Schneider’s historic brewery.

Some big news from Bavaria broke last week, involving two of Europe’s most historic breweries:

“The world’s oldest monastic brewery, Germany’s Weltenburger, is being sold to the Munich brewers Schneider Weisse… Beer has been brewed at Weltenburg Abbey, a stunning, still active monastery on the banks of the Danube in Bavaria, for nearly 1,000 years. Although the facility is still owned by the Catholic church, the Benedictine monks handed over production of the brand’s award-winning lager and signature dark brews half a century ago to hired staff from the Bischofshof brewery, which will also be sold to Schneider.”
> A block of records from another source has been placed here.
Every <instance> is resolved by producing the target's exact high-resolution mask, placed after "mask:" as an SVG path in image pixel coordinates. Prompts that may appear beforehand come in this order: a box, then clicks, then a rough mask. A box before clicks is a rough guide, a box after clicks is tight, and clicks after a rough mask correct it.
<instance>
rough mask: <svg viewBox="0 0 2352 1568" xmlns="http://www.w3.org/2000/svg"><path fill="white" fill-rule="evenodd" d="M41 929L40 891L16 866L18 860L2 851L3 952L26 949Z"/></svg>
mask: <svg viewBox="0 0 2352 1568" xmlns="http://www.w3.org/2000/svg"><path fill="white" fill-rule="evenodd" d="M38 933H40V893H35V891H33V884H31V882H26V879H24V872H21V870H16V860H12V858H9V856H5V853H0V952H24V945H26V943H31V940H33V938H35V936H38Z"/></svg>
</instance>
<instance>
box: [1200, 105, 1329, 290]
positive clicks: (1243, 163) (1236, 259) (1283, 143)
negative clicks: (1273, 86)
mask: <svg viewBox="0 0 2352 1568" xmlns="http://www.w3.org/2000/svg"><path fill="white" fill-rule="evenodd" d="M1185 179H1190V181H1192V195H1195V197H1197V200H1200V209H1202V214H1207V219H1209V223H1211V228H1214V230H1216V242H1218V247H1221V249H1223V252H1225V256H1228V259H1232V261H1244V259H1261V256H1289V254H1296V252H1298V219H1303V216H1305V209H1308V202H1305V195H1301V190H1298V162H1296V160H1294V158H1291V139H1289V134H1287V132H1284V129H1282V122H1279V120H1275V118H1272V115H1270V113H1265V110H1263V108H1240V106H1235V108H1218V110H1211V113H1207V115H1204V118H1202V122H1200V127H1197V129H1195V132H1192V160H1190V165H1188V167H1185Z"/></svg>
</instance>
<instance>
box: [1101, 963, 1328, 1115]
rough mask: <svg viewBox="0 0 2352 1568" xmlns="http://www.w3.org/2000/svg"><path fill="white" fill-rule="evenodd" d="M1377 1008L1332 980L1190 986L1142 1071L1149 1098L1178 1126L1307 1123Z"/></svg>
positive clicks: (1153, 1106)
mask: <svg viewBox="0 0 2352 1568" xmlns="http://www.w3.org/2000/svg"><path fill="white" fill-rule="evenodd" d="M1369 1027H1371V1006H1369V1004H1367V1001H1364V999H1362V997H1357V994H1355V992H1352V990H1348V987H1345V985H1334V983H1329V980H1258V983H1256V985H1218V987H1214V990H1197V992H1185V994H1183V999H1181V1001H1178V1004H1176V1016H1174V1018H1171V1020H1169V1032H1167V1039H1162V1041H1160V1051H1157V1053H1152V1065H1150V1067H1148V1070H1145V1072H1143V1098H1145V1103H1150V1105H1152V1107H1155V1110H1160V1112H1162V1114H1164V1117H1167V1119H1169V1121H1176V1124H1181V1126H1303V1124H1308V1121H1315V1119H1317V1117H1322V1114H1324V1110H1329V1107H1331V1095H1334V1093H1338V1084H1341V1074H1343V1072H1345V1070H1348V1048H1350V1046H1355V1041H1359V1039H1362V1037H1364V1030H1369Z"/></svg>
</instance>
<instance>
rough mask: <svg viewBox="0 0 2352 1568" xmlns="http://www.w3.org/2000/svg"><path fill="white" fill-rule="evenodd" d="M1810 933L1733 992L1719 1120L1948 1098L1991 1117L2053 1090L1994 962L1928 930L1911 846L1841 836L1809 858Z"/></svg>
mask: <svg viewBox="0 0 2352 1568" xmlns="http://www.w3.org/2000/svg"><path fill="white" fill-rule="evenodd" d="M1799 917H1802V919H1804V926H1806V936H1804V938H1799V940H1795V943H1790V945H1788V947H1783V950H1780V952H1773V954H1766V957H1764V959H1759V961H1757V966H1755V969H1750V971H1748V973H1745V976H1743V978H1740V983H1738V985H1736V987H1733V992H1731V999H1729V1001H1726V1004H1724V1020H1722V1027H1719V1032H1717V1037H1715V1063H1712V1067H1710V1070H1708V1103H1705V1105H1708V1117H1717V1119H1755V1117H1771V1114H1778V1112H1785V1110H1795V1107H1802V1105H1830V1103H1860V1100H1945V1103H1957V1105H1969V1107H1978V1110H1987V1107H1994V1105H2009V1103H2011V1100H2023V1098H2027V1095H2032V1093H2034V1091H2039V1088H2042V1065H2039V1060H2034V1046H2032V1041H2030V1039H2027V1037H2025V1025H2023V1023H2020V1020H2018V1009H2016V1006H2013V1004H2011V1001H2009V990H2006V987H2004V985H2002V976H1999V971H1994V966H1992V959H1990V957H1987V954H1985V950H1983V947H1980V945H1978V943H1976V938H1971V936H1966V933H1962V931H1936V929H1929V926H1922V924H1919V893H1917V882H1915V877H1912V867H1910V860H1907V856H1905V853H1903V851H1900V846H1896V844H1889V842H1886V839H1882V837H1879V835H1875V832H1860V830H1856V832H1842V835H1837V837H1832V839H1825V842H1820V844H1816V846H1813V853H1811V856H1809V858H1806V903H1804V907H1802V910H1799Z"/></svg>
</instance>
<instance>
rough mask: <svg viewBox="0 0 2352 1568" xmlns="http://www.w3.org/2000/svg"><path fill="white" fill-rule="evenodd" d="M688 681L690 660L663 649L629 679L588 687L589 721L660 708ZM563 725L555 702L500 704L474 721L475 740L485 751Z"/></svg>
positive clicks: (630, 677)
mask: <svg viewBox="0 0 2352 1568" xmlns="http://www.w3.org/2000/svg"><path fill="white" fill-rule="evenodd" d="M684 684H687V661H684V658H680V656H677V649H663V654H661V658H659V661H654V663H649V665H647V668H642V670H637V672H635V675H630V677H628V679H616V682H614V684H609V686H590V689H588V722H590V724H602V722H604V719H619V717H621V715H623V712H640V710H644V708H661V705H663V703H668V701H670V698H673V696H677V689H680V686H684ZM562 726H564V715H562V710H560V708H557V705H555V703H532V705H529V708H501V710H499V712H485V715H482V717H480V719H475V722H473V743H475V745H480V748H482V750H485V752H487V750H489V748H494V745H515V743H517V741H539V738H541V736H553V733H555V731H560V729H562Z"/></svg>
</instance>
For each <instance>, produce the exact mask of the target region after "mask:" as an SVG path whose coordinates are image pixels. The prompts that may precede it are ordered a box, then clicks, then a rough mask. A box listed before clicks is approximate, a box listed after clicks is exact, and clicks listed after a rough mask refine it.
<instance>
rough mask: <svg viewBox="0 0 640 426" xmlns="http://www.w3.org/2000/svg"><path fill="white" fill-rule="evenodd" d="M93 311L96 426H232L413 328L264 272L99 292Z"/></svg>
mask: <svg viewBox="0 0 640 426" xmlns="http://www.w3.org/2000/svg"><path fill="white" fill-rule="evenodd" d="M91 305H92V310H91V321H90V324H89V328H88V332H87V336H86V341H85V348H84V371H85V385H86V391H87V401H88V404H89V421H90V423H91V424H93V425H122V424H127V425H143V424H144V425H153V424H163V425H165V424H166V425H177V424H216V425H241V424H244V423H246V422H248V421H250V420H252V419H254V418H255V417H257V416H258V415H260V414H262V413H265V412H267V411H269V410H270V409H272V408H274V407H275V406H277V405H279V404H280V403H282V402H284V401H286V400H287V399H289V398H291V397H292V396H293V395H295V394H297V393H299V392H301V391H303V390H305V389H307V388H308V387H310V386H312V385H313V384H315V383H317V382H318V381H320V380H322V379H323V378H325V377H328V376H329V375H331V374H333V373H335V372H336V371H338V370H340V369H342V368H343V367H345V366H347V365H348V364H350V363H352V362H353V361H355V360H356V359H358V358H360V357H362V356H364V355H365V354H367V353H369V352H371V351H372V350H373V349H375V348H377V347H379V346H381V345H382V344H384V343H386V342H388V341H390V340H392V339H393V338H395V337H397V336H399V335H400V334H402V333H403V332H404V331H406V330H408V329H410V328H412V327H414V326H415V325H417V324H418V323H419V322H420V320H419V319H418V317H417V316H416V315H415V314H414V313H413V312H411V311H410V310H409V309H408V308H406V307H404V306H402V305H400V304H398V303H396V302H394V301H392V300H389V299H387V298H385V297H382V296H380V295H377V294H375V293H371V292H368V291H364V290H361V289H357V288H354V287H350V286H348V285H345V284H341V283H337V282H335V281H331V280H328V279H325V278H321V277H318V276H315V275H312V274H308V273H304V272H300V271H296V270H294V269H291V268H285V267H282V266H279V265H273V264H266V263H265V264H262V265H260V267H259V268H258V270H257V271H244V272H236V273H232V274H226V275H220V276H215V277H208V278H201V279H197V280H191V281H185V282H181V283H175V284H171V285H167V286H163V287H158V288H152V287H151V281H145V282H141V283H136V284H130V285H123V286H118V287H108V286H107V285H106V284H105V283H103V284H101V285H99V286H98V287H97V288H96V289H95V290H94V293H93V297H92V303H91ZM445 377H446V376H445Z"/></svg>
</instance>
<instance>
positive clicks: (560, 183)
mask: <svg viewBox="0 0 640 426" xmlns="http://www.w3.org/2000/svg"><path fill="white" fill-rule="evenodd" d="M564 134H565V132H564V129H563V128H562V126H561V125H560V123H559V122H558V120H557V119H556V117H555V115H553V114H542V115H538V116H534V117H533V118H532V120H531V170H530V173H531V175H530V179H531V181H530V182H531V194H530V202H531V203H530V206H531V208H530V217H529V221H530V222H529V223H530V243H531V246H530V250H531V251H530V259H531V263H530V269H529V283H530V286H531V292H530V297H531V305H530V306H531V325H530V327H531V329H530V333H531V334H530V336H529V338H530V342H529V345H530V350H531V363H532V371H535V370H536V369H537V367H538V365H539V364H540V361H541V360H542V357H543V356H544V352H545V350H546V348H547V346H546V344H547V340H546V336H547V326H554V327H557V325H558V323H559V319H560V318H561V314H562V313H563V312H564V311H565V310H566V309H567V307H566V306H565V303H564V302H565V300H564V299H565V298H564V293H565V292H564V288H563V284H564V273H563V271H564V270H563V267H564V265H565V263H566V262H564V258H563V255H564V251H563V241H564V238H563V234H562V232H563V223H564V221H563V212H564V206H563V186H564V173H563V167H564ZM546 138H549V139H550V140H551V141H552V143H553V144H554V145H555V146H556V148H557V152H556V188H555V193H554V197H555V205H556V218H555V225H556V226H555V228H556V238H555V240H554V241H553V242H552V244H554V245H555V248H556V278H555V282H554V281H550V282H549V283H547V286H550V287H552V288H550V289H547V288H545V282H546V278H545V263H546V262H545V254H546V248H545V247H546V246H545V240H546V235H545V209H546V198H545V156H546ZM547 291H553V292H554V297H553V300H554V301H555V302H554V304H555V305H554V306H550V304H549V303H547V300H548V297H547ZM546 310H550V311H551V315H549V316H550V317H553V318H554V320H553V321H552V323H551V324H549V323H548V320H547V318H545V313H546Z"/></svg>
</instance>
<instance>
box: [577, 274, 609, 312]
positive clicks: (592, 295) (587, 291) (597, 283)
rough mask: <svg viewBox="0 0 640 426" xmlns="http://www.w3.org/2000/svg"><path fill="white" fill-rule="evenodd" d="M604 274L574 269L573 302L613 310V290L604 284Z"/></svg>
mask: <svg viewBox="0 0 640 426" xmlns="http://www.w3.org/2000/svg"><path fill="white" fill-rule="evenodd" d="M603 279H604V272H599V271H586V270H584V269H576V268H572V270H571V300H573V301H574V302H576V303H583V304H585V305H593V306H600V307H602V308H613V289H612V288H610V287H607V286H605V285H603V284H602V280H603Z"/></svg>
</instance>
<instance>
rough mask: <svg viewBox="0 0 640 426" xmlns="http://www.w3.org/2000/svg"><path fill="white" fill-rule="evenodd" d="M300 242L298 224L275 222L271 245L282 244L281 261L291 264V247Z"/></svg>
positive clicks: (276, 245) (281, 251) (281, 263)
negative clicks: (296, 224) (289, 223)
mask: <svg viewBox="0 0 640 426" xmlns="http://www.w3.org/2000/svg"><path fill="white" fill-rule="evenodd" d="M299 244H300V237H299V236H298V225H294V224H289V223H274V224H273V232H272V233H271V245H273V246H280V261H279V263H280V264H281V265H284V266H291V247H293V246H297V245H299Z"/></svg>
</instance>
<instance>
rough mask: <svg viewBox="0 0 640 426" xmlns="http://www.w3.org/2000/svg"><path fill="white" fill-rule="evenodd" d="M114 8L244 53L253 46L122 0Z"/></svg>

Although the Trappists get more attention for their brewing activities, the Benedictines have the greater claim of brewing lineage. Weltenburger has a long tradition of brewing dating possibly to 1050. Dating breweries is an existential sinkhole, but we can assume monks have been brewing off and on in that bend of the Danube for many hundreds of years. Monks have been active at the site since 617, and by the tenth century Weltenburg came under the authority of the Bishop of Regensburg, where it remains. How much of that time monks have been making beer is likely unknowable, but it doesn’t really matter: it’s an incredibly old, historic, and sacred site. Losing the brewery would have been an irreplaceable loss to the world’s brewing heritage.

And the beer’s good, too! Its helles and dunkel lager have both won tons of awards. I can attest to the quality of the latter: Weltenburger Barock Dunkel is my favorite dunkel made in Germany. Outside of Germany, people may know Weltenburger for its silky doppelbock, Asam. In other words, its value lies not solely in its age or monastic connection. The beer is superior as well.

 
 
 
 

The trouble, of course, is economic. Here’s how Weltenburger put it in their press release announcing the deal:

“The background is the drastic decline in sales of German breweries at home and abroad for years,” said Till Hedrich, Managing Director of Bischofshof and Weltenburger. “In the last ten years alone, the industry has lost almost 14 million hectoliters and thus almost 14 percent of its sales (2015: 95.6 million hectoliters; 2025: 82.6 million hectoliters). And the trend is unbroken: in the last 15 months, according to the Federal Statistical Office, sales were always below those of the previous year. The fact is, on our own, it was no longer possible to continue to operate the brands economically despite all the efforts and good course setting the last few months.”

Bringing Schneider into the mix was the perfect solution. Located just eight kilometers from Kelheim, Schneider is Weltenburg’s neighbor. A family-owned brewery founded in 1872, Schneider has its own incredible history of keeping traditions alive. There’s a very good chance none of us would be enjoying hefeweizens today if Georg Schneider had not spent 17 years in the mid-19th century trying to change Bavarian law. For centuries, the right to brew weissbier came through royal decree. Georg managed to get Bavarian King Ludwig II to end the law and let anyone brew weissbier. The style was dying out and wasn’t providing any revenue to the king, anyway. So Ludwig agreed, in 1872, and Georg promptly founded his brewery. Today Georg Schneider VI owns and oversees the company and his son, Georg VII heads the brewing team. Weissbier is alive and well.

The future is never certain. One of the brewing gaps in Weltenburg came after the Napoleonic wars, when the monastery was secularized for forty years. You just can’t predict those kinds of things. Wars, economic collapse, or just good, old-fashioned incompetence could do in Schneider and therefore Weltenburger’s brewery. But if you had to place the abbey’s care in anyone’s hands, you couldn’t find anyone close to Schneider. Most brewery acquisitions are bad. This is a delightful exception.